C’est que sur le front des indemnités journalières, la mobilisation est générale - les chiffres ne sont pas bons. Du coup, il faut redresser la barre avant la date fatidique du 31 décembre. 80 % des assurés en arrêt de travail de courte durée (moins d’une semaine) doivent être vus par un médecin-conseil de la Sécu. Le coup de bigo permet de gagner du temps par rapport aux délais postaux et de cueillir le malade à peine sorti de chez le toubib. Les consignes sont claires : priorité aux dépressions et lombalgies (bobos les plus répandus). Les cancers, on évite, ça la fout mal. Tout le monde se souvient de ce type, métastasé de la tête aux pieds, qui s’était pointé dans nos locaux en brancard.

Le contrôle des arrêts de travail, c’est notre marotte depuis 2005. Une vraie guerre menée contre ces salauds de toubibs complaisants et autres malades imaginaires : deux millions d’arrêts auront été contrôlés cette année ! Des moyens justifiés par le nombre d’arrêts maladie jugés abusifs - proportion allant de 11 à 13 %. Sauf que cette fourchette est aussi tordue qu’un boniment de charlatan. Les chiffres sont faux et fabriqués par les contrôles médicaux des caisses primaires. Pour l’exemple, retrouvons ce cher docteur Létrille1. Ce jour-là, il reçoit un assuré en arrêt maladie du 9 au 23 décembre 2011 pour entorse maligne. Létrille considère que l’arrêt est médicalement justifié (le type a vraiment la cheville en vrac), mais il va émettre un avis médical défavorable à compter du 24 décembre, soit le lendemain de la date de fin d’arrêt de travail. Au vu de l’état du malade, Létrille est en droit d’émettre un avis favorable (le bouton sur le logiciel n’a pas encore été supprimé) mais non, notre toubib pond un refus à échéance de l’arrêt.
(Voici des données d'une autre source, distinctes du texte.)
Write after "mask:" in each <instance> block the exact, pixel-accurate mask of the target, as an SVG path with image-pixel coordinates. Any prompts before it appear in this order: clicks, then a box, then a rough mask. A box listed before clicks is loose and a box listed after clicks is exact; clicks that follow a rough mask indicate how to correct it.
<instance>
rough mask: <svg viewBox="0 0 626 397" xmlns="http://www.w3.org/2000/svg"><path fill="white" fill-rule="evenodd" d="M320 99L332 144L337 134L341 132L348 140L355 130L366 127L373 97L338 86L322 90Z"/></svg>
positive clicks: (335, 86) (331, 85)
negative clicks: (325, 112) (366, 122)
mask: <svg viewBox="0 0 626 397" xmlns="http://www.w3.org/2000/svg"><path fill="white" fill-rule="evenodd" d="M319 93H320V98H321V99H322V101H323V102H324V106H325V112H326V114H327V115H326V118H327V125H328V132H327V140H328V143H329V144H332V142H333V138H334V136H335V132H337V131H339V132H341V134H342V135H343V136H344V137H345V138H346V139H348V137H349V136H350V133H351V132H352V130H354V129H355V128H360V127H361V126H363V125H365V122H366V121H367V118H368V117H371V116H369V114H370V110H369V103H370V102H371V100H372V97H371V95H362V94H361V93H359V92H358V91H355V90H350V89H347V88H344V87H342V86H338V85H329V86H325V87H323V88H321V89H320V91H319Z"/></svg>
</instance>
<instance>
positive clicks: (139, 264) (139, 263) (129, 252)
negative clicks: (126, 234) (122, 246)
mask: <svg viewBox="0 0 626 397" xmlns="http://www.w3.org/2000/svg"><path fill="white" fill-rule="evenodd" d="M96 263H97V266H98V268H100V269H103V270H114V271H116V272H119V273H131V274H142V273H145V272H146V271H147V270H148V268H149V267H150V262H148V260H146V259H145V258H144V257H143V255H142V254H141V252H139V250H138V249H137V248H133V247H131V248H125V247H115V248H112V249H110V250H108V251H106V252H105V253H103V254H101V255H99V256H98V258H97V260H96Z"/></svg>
L’intérêt d’une telle acrobatie ? Il est double. Officiellement, il s’agit de faire en sorte que l’assuré n’obtienne pas ensuite une prolongation de son arrêt de travail. Officieusement, l’avis défavorable pondu par Létrille va venir gonfler la colonne des arrêts de travail injustifiés. Or c’est à partir de cette colonne que seront établies les statistiques des arrêts maladie abusifs brandies sur les plateaux télé par le staff sarkoziste en guerre contre la plèbe. Statistiques qui justifieront à leur tour la mise en place de nouveaux dispositifs de contrôle. Dernière trouvaille de nos gouvernants : faire payer une amende aux assurés dont l’arrêt de travail aurait été déclaré injustifié par la Sécu ! On imagine le carnage… Scandalisé, le Syndicat de la médecine générale (classé à gauche) s’est fendu d’un communiqué alarmiste : « Ce projet de décret est insupportable pour les malades, pour les médecins, notamment les généralistes […] et aussi pour les médecins-conseils qui deviennent de plus en plus les exécuteurs d’une politique infecte. » Rassurons les confrères syndicalistes : les médecins-conseils sont d’une résistance à toute épreuve. Quand bien même certains viendraient à craquer, ils ont tout loisir de se mettre eux-mêmes en arrêt maladie. Et là, personne pour les contrôler.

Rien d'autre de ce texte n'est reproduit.